Эти два магических Г - Гофман и Гоголь - стали нашими кумирами. Все явления
действительности предстали перед нами как бы сквозь магический кристалл
гоголевско-гофманской фантазии.
А мир, в котором мы тогда жили, как нельзя более подходил для этого. Мы жили в
весьма странном, я бы даже сказал - противоестественном, мире нэпа, населенном
призраками.
Только вооружившись сатирой Гоголя и фантазией Гофмана, можно было изобразить
то, что тогда называлось "гримасами нэпа" и что стало главной пищей для
сатирического гения синеглазого.
...Он не был особенно ярко-синеглазым. Синева его глаз казалась несколько
выцветшей, и лишь изредка в ней вспыхивали дьявольские огоньки горящей серы, что
придавало его умному лицу нечто сатанинское.
Это он пустил в ход словечко "гофманиада", которым определялось каждое
невероятное происшествие, свидетелем или даже участником коего мы были.
Нэп изобиловал невероятными происшествиями. В конце концов из нашего узкого
кружка слово "гофманиада" перешло в более широкие области мелкой газетной
братии. Дело дошло до того, что однажды некий репортер в кругу своих друзей за
кружкой пива выразился приблизительно так:
- Вообразите себе, вчера в кино у меня украли калоши. Прямо какая-то гофманиада!
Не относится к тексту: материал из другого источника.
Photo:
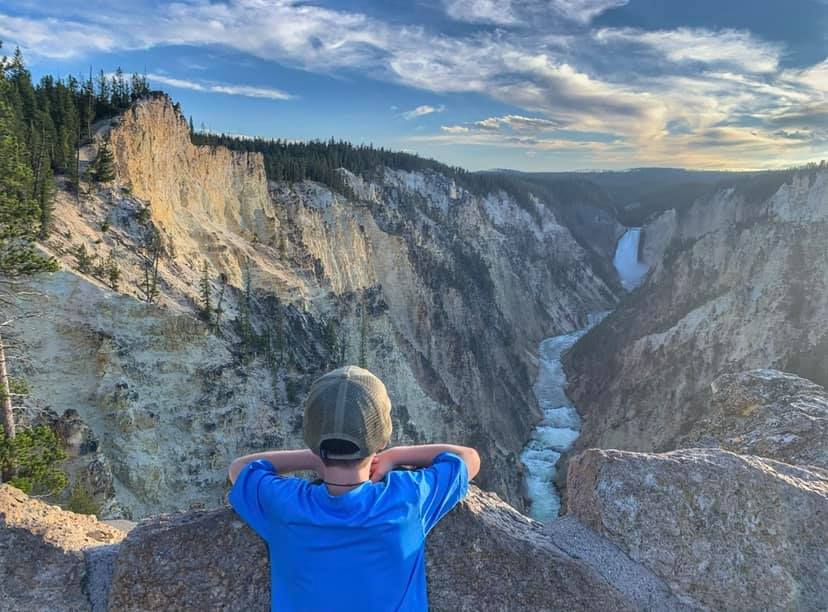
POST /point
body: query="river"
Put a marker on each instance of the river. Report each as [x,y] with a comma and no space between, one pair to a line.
[561,424]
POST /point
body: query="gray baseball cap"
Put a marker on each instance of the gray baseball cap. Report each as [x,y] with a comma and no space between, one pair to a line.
[349,404]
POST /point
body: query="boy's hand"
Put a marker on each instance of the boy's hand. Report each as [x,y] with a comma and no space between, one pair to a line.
[381,464]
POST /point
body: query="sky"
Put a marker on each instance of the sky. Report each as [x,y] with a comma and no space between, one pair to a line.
[534,85]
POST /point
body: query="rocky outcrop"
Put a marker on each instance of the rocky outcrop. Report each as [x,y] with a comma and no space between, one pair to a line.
[741,285]
[483,556]
[768,413]
[42,553]
[725,531]
[457,289]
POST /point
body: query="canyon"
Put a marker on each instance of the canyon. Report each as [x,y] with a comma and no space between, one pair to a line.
[692,476]
[444,293]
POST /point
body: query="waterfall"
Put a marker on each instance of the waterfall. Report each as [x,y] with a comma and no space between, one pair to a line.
[630,270]
[561,424]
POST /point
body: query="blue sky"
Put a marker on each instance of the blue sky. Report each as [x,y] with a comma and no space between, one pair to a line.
[524,84]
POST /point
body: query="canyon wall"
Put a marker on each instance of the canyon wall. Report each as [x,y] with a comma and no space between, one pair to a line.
[738,282]
[444,293]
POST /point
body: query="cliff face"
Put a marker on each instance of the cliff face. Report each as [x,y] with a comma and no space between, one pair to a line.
[456,290]
[738,283]
[694,529]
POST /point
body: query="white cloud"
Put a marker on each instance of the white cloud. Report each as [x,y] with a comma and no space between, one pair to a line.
[422,110]
[510,12]
[454,129]
[711,83]
[232,90]
[735,48]
[481,11]
[584,11]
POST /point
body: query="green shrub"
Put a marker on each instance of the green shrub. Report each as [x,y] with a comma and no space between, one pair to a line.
[81,500]
[34,456]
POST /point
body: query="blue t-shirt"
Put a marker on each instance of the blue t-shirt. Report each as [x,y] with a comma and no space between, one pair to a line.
[361,551]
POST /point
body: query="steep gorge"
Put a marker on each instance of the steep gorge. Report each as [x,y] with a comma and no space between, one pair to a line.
[737,282]
[448,292]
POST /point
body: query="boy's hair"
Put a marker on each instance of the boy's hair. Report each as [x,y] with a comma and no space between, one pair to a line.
[339,447]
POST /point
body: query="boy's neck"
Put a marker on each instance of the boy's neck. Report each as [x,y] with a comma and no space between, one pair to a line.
[340,480]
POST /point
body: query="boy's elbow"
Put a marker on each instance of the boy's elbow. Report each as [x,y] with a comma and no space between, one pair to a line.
[233,471]
[473,463]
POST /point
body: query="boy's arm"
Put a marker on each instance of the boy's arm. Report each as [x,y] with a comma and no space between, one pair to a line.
[421,456]
[283,461]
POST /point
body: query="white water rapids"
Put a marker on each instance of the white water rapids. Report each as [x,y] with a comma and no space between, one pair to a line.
[630,270]
[561,425]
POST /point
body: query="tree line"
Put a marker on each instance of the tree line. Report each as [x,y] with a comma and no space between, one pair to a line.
[42,127]
[53,118]
[320,160]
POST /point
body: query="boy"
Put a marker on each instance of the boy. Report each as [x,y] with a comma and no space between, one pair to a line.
[355,540]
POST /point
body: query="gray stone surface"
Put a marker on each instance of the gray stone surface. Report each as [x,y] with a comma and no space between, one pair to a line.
[732,532]
[640,586]
[768,413]
[42,548]
[483,556]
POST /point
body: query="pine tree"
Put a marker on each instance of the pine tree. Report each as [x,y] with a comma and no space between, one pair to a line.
[103,167]
[219,310]
[150,252]
[84,260]
[246,309]
[19,225]
[205,294]
[363,338]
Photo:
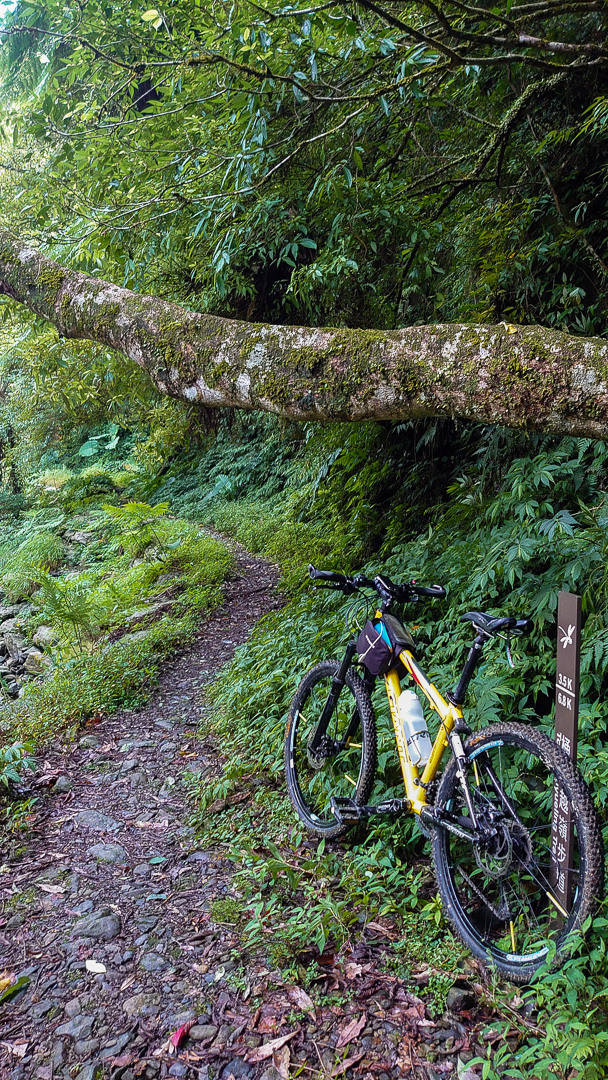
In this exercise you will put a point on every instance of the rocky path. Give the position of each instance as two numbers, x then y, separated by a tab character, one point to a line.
106	916
109	921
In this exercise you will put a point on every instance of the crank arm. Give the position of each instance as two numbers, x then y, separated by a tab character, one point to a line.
346	811
441	819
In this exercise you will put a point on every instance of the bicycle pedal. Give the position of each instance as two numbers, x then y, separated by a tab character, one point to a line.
345	810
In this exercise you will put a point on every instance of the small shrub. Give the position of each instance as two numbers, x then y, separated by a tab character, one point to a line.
14	758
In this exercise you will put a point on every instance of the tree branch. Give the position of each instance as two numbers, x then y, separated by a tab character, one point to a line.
523	377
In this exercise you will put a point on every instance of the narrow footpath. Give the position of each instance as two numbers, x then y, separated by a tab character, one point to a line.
107	919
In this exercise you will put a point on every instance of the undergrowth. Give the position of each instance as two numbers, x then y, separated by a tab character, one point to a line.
503	526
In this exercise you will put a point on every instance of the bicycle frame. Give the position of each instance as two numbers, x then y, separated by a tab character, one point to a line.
449	714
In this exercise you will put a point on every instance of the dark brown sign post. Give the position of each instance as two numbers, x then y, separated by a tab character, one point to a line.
566	737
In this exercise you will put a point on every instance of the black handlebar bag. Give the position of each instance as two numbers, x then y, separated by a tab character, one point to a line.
375	651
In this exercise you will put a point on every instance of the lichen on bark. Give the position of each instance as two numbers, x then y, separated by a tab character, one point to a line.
518	376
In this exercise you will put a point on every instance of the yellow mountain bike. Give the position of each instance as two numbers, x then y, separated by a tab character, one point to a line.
488	814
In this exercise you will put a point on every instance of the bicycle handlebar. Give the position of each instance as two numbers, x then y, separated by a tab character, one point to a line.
384	588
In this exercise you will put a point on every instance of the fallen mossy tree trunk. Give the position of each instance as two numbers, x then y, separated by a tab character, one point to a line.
517	376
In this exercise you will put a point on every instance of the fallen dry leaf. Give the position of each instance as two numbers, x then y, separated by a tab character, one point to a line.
350	1030
177	1037
17	1049
95	967
342	1066
352	970
260	1053
300	999
281	1060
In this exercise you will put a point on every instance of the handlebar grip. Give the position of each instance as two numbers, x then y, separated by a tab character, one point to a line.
437	591
339	579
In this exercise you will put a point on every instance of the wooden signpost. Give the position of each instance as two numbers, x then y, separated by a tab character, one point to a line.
566	737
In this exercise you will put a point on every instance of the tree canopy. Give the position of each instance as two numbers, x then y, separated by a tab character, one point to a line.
373	167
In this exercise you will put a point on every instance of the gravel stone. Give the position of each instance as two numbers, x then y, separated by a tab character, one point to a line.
88	742
115	1048
78	1028
113	853
102	925
98	821
238	1068
85	1047
151	961
62	785
203	1033
143	1004
41	1008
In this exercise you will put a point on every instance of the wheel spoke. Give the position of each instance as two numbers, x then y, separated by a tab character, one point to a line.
500	892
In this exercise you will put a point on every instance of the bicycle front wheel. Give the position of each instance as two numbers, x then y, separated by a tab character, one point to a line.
342	767
503	898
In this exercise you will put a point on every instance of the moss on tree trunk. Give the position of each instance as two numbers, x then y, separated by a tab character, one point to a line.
518	376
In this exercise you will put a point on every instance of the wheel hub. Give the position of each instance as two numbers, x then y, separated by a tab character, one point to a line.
325	750
508	844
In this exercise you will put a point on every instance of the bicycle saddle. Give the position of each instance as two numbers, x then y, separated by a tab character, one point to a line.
491	624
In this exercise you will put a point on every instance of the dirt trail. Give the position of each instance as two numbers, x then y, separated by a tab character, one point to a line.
110	876
107	917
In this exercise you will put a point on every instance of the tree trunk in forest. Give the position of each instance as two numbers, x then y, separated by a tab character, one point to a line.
518	376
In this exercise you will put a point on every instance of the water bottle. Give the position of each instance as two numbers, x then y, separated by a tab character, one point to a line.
414	727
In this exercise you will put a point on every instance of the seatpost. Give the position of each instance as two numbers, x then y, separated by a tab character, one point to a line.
337	684
459	693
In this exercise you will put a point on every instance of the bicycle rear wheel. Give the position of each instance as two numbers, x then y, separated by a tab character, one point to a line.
501	899
339	770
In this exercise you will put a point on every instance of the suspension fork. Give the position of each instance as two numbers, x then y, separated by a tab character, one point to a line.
337	684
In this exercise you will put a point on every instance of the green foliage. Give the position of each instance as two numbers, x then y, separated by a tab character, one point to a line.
40	551
14	758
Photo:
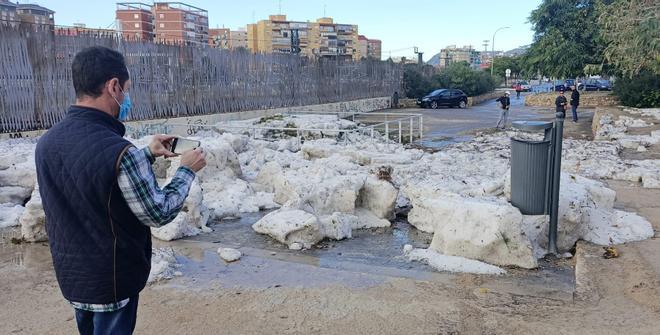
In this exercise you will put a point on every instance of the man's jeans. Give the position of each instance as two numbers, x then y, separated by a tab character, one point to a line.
504	114
121	321
574	108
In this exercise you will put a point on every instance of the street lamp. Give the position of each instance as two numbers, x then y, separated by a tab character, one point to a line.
492	62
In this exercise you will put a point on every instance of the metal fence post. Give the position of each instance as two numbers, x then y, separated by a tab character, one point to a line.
387	131
421	127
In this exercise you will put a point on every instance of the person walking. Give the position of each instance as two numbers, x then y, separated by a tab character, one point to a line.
575	102
560	103
505	103
100	196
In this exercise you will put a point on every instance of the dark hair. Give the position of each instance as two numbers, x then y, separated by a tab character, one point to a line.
93	67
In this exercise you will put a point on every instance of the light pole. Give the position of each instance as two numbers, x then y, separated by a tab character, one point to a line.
492	61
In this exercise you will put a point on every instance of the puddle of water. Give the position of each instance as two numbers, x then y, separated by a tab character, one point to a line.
378	246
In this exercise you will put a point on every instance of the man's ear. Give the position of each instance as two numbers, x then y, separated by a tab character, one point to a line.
112	86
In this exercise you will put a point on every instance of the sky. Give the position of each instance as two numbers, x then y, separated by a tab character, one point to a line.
401	25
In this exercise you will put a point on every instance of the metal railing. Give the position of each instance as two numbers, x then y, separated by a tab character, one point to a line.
390	127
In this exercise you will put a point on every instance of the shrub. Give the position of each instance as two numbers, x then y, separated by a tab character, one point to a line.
461	76
418	83
642	90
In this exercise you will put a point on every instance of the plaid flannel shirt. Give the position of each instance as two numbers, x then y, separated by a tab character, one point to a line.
153	206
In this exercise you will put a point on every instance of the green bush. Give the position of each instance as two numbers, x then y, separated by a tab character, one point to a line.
419	82
642	90
461	76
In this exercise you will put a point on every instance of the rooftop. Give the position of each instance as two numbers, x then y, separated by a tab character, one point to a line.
35	7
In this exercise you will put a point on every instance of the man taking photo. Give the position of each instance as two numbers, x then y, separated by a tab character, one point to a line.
100	196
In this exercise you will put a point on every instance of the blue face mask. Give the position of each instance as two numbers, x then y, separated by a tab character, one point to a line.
124	106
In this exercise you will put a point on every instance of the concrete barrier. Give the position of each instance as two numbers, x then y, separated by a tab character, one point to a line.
188	126
475	100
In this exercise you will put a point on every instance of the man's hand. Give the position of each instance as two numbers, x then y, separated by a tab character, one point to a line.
194	159
160	146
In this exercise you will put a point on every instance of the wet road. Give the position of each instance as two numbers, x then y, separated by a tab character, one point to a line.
450	125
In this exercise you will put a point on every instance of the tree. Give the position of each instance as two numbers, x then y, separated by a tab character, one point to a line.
461	76
566	37
631	30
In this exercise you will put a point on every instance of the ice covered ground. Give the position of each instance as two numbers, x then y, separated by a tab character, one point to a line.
324	187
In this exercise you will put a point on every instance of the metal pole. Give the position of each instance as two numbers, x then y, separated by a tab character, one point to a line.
492	61
421	127
387	131
556	177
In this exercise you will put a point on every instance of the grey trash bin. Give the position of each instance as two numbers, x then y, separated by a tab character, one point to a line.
530	169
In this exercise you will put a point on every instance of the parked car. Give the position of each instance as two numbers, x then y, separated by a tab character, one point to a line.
525	86
598	85
565	85
444	97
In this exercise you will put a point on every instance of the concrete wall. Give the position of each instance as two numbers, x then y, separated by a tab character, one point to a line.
587	99
187	126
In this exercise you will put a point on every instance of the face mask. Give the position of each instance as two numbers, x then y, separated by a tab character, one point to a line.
124	106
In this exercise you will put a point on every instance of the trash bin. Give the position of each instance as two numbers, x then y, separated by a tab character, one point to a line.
530	169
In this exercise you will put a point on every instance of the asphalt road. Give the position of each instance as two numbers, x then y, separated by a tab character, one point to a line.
448	125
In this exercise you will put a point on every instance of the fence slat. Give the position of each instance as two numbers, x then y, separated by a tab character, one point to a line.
175	80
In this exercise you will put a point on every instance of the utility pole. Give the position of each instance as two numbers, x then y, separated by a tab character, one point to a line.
295	42
492	62
420	56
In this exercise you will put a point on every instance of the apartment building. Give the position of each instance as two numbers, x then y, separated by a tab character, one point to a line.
219	38
224	38
275	35
178	22
34	14
8	14
135	20
330	39
374	49
238	39
322	38
363	46
453	54
80	29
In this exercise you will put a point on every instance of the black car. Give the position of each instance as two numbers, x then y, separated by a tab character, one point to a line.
444	97
566	85
598	85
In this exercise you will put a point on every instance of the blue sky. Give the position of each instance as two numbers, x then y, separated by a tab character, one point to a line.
427	24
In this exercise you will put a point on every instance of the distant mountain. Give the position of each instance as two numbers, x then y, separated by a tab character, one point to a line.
435	60
517	51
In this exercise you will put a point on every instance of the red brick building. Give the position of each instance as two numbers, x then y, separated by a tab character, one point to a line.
135	20
178	22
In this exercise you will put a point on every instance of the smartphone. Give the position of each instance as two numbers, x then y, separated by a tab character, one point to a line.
181	145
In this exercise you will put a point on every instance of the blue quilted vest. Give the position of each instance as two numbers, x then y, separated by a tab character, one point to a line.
101	251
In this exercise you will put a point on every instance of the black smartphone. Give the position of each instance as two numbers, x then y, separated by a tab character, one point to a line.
181	145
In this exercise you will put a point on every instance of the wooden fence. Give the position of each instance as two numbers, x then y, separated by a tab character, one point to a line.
175	80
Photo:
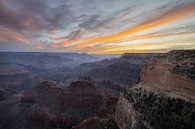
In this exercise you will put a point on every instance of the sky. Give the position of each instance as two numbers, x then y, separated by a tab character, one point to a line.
97	26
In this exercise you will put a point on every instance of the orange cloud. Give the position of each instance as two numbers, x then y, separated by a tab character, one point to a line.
167	18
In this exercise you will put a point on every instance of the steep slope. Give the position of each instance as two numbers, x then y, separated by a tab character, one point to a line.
165	96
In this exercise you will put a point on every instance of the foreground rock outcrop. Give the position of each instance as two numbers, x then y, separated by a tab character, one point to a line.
165	96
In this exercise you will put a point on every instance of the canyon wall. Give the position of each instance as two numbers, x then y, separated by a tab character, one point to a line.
165	96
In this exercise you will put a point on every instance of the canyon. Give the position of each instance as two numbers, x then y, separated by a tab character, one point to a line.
133	91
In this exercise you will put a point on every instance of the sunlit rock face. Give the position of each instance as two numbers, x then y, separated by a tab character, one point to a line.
164	98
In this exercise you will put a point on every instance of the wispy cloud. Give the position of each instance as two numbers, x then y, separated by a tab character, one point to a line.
97	26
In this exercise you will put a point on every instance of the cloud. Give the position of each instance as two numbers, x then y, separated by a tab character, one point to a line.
167	18
93	26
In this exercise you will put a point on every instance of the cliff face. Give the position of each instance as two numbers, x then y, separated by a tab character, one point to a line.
164	98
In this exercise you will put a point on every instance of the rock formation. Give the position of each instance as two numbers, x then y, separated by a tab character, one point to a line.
164	97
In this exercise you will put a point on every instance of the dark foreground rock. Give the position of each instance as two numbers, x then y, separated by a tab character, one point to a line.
164	98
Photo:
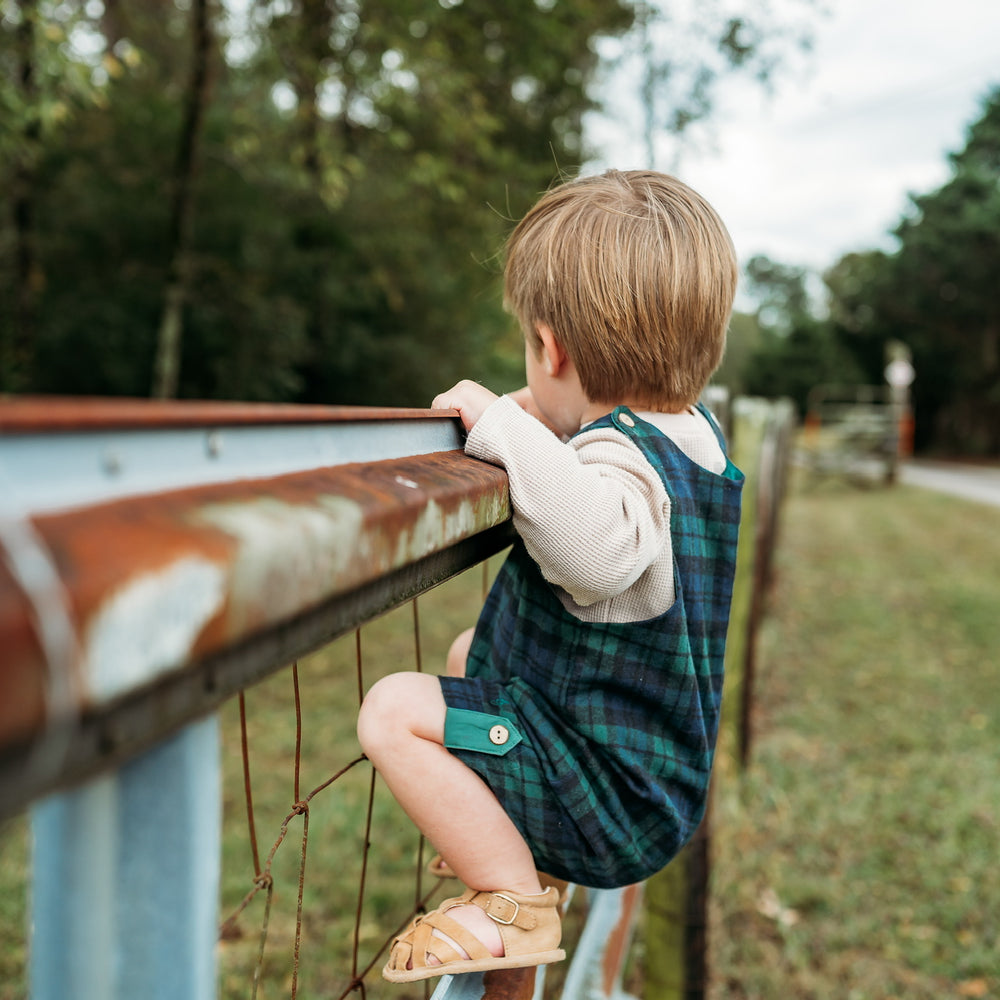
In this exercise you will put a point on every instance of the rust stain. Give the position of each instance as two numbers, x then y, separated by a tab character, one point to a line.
157	582
23	414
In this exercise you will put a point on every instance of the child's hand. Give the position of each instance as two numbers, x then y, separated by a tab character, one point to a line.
469	398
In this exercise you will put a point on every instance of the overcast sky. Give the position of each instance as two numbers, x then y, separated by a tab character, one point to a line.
823	166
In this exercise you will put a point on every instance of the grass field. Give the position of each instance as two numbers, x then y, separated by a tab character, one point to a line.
858	856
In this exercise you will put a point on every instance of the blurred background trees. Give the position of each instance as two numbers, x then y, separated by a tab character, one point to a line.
306	200
936	293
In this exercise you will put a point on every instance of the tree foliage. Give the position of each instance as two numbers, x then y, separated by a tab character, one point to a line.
937	293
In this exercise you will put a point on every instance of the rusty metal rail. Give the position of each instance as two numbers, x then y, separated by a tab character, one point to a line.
155	558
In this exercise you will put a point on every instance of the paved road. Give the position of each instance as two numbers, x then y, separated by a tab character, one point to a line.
971	482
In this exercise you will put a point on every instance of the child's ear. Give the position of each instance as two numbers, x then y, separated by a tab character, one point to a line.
553	357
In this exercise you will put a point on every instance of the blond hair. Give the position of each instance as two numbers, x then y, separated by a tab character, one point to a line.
635	274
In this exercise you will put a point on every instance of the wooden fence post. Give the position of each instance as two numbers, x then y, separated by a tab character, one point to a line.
676	917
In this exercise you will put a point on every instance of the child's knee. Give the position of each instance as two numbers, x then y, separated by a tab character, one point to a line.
458	654
400	706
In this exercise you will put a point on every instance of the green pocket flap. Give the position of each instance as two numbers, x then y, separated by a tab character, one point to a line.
479	731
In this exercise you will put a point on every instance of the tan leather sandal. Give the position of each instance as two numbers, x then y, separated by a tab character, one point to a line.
529	926
439	868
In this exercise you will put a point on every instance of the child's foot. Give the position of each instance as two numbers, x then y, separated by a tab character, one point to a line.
478	924
478	931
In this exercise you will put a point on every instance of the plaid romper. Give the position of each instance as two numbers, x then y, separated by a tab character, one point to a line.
598	738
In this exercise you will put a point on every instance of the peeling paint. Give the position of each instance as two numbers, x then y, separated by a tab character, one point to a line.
288	554
149	626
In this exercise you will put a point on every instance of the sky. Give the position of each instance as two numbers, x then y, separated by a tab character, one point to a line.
824	164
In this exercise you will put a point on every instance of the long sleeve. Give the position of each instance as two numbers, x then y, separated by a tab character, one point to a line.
592	512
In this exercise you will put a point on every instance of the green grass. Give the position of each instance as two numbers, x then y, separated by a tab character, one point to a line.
859	856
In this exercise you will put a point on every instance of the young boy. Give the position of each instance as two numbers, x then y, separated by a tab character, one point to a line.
575	731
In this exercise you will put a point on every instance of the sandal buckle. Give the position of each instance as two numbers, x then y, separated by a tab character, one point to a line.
513	902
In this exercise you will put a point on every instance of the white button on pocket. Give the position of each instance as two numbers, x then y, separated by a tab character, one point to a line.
499	735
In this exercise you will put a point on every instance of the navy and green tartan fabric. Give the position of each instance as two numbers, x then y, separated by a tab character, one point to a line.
618	722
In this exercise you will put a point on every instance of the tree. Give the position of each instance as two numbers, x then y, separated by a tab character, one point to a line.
358	167
797	350
937	294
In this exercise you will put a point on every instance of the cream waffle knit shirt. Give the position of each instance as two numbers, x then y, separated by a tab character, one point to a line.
592	512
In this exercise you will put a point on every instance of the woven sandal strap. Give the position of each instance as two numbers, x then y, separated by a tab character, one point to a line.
504	909
426	942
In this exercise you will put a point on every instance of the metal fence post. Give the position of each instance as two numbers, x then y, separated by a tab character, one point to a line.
126	878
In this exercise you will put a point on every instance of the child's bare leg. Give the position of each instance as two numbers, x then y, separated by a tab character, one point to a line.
401	729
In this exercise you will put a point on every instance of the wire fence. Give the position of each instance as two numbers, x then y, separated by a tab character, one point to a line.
307	909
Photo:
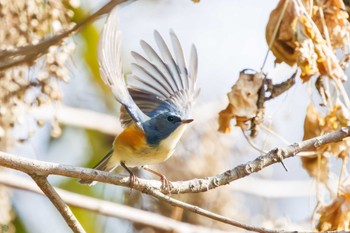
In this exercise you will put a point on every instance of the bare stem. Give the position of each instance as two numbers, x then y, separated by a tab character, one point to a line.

Впоследствии один из биографов синеглазого написал следующее:
"Он поверил в себя как в писателя поздно - ему было около тридцати, когда
появились первые его рассказы".
Думаю, он поверил в себя как в писателя еще на школьной скамье, не написавши еще
ни одного рассказа.
Уверенность в себе как в будущем писателе была свойственна большинству из нас;
когда, например, мне было лет девять, я разграфил школьную тетрадку на две
колонки, подобно однотомному собранию сочинений Пушкина, и с места в карьер стал
писать полное собрание своих сочинений, придумывая их тут же все подряд: элегии,
стансы, эпиграммы, повести, рассказы и романы. У меня никогда не было ни
малейшего сомнения в том, что я родился писателем.
Хотя синеглазый был по образованию медик, но однажды он признался мне, что
всегда мыслил себя писателем вроде Гоголя. Одна из его сатирических книг по
аналогии с гофманиадой так и называлась "Дьяволиада", что в прошлом веке,
вероятно, было бы названо более по-русски "Чертовщина": история о двух братьях
Кальсонерах в дебрях громадного учреждения с непомерно раздутыми штатами
читалась как некая "гофманиада", обильно посыпанная гоголевским перцем.
Синеглазый вообще был склонен к общению со злыми духами, порождениями ада.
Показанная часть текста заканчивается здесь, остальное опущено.